One instance in which a CD would be a worthwhile investment is saving for a home down payment. If you have the money already saved up and just want it to earn a little interest until you’re ready to buy the home in a few years, a CD would be a good place to park the money. In most other instances, though, you can find a more lucrative financial product to achieve your savings goals.
I’ve personally never invested in a CD. The drawbacks have always outweighed the benefits in my mind. Instead, here are two other financial products I’ve used to earn a return on my money:
High-yield online savings accounts: I have several savings accounts with Capital One 360, an online bank. Capital One 360 offers a 1.60% interest rate on its money market account (as of April 25th, 2018) — just 0.15% less than what the online bank offers for CDs. So I get the advantage of having continuous access to my money, while still receiving a notable amount of interest.
Learn More: The Best High-Yield Online Banks
Stock market investing: I have invested money in the stock market through mutual funds with T. Rowe Price and stock portfolios with Motif Investing. In both instances, the value of my money has increased more than it ever would have had it been in a CD. Although my money in mutual funds and stock portfolios isn’t FDIC-insured and the returns aren’t guaranteed, the potential for growth is much higher than that of a CD.
If you want to save money and earn interest on it but know that you may need access to the money in the near future, a high-yield online savings account is a good option. If you know that you won’t need to touch the money in over five years, consider investing in the stock market to potentially earn a greater return than you would with a CD.

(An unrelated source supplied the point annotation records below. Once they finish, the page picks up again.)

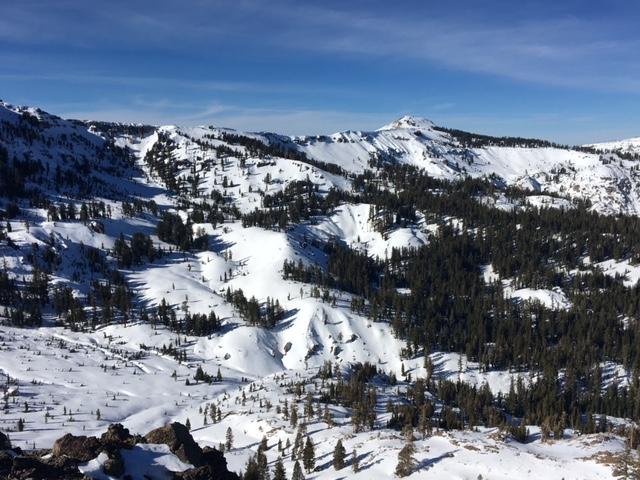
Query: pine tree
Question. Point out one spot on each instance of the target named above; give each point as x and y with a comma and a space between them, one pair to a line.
406, 462
228, 439
339, 454
355, 463
309, 455
297, 472
278, 471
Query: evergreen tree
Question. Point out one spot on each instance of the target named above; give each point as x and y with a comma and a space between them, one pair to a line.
355, 463
297, 472
228, 439
309, 455
406, 462
339, 454
278, 470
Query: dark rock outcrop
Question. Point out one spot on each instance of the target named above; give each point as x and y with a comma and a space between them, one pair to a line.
81, 449
117, 437
69, 451
33, 468
5, 443
217, 463
114, 466
177, 437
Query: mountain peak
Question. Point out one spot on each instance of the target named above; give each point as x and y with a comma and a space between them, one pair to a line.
409, 121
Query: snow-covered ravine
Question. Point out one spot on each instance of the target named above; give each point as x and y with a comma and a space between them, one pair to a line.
59, 371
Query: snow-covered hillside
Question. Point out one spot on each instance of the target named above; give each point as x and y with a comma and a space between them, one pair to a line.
83, 205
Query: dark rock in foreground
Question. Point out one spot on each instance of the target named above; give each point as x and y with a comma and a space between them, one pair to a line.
69, 451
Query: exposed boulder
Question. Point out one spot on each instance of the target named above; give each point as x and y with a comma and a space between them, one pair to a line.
114, 465
5, 443
117, 437
215, 460
81, 449
6, 462
32, 468
177, 437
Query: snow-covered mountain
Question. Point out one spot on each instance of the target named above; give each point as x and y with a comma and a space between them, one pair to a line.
629, 145
72, 192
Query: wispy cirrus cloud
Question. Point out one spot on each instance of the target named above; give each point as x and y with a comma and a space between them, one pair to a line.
560, 50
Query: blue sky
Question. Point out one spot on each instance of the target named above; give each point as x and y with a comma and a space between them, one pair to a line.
568, 71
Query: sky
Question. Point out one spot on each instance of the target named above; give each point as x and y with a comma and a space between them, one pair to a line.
567, 71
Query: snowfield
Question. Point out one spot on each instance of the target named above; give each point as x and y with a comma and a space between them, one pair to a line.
59, 380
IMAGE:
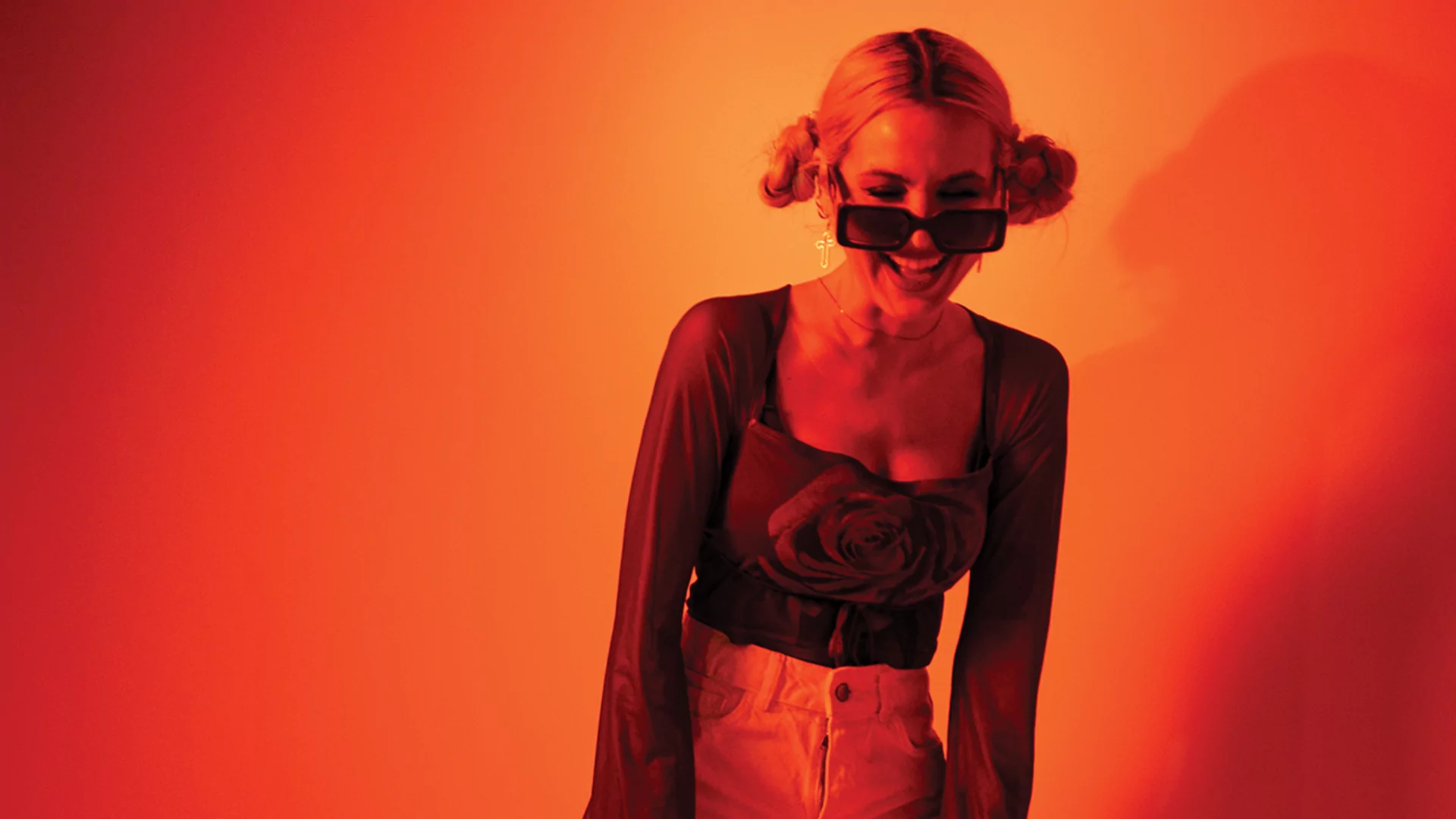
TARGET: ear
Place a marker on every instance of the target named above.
(824, 193)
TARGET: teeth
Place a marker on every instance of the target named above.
(918, 265)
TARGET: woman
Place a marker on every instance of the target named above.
(832, 457)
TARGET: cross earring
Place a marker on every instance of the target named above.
(824, 243)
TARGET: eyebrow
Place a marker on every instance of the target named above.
(971, 175)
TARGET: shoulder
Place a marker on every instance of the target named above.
(1027, 359)
(736, 324)
(1031, 372)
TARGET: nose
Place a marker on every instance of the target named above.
(919, 243)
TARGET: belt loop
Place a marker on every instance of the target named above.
(769, 686)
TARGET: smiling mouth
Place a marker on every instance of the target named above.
(919, 270)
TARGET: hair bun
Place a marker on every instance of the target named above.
(1040, 178)
(791, 171)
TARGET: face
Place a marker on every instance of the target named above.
(922, 158)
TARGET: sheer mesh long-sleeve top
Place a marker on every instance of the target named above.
(810, 553)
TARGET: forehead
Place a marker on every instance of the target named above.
(922, 143)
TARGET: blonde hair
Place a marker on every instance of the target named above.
(924, 66)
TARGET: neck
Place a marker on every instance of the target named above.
(880, 316)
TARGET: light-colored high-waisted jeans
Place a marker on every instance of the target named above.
(775, 736)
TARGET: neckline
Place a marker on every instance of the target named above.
(989, 360)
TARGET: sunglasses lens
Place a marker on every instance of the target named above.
(967, 232)
(875, 228)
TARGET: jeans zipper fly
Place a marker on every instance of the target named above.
(823, 768)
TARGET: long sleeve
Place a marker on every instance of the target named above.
(644, 760)
(999, 656)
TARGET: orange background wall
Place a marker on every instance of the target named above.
(327, 338)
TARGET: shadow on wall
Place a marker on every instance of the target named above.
(1273, 472)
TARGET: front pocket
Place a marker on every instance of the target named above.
(710, 698)
(916, 730)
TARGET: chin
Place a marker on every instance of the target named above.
(937, 280)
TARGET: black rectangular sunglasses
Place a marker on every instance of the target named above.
(886, 228)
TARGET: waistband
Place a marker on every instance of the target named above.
(772, 676)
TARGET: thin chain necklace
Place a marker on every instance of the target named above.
(875, 328)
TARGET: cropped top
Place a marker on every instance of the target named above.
(810, 553)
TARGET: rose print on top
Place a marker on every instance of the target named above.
(846, 538)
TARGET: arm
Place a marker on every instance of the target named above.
(644, 764)
(998, 659)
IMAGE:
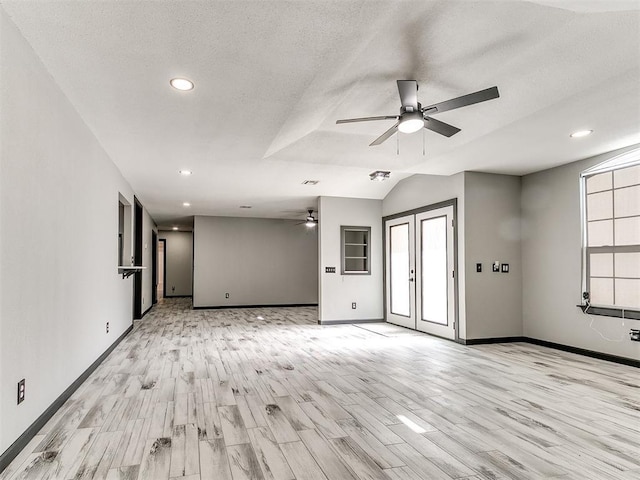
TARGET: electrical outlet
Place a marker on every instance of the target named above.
(21, 391)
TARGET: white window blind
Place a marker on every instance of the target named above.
(612, 236)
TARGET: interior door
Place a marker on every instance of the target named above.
(435, 284)
(400, 268)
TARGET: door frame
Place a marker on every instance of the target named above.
(137, 256)
(451, 202)
(164, 266)
(154, 267)
(407, 321)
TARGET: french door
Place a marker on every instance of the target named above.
(420, 288)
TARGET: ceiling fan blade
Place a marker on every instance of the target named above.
(440, 127)
(385, 135)
(470, 99)
(368, 119)
(408, 90)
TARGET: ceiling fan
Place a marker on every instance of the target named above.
(413, 116)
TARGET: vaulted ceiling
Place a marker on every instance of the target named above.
(272, 77)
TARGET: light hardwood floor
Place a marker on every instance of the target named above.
(269, 394)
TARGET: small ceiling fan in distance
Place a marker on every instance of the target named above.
(413, 116)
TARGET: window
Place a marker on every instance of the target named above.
(611, 233)
(355, 249)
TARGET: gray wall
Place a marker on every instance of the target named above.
(492, 232)
(551, 254)
(179, 263)
(257, 261)
(59, 282)
(490, 304)
(337, 292)
(148, 226)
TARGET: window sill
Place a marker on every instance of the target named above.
(610, 312)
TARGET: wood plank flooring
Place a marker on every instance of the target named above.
(269, 394)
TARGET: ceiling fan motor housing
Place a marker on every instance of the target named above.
(411, 119)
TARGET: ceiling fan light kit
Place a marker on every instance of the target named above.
(311, 221)
(411, 122)
(414, 117)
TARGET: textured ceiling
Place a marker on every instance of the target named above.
(272, 77)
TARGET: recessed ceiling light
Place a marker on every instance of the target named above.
(581, 133)
(181, 84)
(379, 175)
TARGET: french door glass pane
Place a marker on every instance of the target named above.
(434, 270)
(399, 266)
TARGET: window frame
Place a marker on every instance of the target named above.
(343, 245)
(625, 160)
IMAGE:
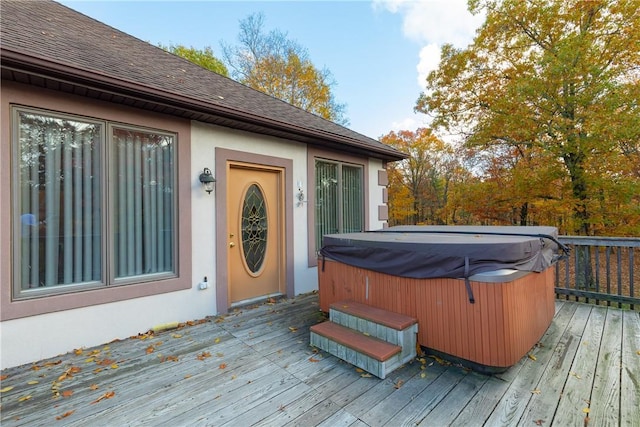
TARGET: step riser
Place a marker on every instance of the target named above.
(369, 364)
(405, 338)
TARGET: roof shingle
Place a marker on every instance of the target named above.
(45, 36)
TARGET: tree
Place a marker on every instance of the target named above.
(424, 178)
(204, 58)
(280, 67)
(556, 83)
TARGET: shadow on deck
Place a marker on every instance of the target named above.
(255, 367)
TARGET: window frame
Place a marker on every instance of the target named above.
(108, 277)
(20, 95)
(314, 154)
(340, 205)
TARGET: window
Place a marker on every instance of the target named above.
(79, 226)
(339, 199)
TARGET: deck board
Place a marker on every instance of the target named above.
(261, 370)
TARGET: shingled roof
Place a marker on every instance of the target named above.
(46, 44)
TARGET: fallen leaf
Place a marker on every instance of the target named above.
(107, 395)
(203, 355)
(65, 415)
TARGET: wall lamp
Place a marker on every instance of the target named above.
(207, 180)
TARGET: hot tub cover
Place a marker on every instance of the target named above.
(445, 251)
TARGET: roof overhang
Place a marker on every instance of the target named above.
(23, 68)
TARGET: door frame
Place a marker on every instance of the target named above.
(223, 157)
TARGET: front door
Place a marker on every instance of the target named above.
(255, 235)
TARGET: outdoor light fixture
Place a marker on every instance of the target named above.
(207, 180)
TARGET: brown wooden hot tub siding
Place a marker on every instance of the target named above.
(505, 322)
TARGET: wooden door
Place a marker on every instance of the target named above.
(255, 234)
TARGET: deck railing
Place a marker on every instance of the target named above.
(600, 270)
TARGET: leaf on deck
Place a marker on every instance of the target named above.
(107, 395)
(203, 355)
(65, 415)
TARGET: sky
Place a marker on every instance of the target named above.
(379, 52)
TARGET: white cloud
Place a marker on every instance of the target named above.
(434, 21)
(431, 23)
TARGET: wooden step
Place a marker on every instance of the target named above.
(389, 319)
(367, 345)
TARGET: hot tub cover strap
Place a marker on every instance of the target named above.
(424, 252)
(472, 300)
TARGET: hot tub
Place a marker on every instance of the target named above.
(482, 295)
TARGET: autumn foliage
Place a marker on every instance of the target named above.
(544, 109)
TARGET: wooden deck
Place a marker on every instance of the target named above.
(255, 367)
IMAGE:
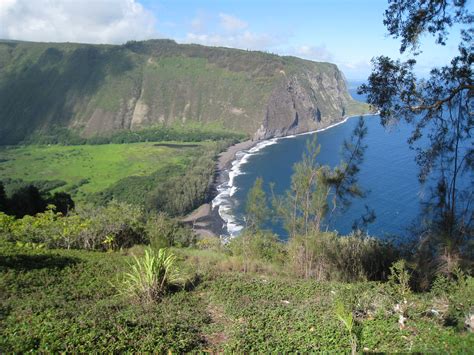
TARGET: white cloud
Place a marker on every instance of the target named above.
(317, 53)
(231, 23)
(90, 21)
(243, 40)
(227, 31)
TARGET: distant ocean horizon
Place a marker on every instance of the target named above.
(388, 175)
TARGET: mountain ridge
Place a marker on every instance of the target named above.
(99, 89)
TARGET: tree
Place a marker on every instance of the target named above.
(3, 198)
(256, 210)
(318, 192)
(62, 201)
(27, 201)
(440, 108)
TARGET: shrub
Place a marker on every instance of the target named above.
(150, 276)
(332, 257)
(117, 225)
(261, 246)
(164, 232)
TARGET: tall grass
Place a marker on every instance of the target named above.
(151, 276)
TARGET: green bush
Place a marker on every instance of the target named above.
(114, 226)
(150, 276)
(261, 246)
(117, 225)
(163, 232)
(333, 257)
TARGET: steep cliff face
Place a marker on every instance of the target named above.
(95, 90)
(306, 101)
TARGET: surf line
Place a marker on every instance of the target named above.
(224, 201)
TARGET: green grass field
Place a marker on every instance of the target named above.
(88, 169)
(64, 300)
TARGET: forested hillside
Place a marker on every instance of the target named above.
(93, 90)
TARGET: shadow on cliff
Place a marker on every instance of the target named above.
(45, 92)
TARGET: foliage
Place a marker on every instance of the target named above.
(344, 258)
(114, 226)
(347, 319)
(260, 246)
(440, 110)
(150, 276)
(256, 209)
(117, 225)
(163, 232)
(185, 192)
(453, 298)
(63, 300)
(316, 193)
(90, 169)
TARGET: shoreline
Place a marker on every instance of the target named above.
(206, 220)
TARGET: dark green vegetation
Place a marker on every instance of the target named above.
(68, 92)
(440, 110)
(150, 175)
(64, 300)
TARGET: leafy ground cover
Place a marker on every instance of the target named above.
(88, 169)
(65, 300)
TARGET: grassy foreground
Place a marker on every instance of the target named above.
(64, 300)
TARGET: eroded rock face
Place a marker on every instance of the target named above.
(96, 90)
(305, 102)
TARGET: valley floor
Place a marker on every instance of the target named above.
(65, 300)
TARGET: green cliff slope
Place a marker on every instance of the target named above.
(98, 89)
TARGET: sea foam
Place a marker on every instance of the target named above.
(224, 201)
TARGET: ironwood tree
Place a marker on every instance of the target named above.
(440, 107)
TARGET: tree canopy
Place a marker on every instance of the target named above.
(440, 108)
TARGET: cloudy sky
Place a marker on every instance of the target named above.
(346, 32)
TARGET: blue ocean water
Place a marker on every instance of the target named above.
(388, 174)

CDs are attractive because of their security and guaranteed returns. However, in most instances, you can find a better financial product that meets your needs — such as a high-yield online savings account or a stock market investment. One situation in which it makes sense to invest in a CD, though, is saving for a home down payment.
At the end of the day, it comes down to how liquid you need your money to be and your level of tolerance for risk.
Have you invested in CDs in the past? Would you do it again?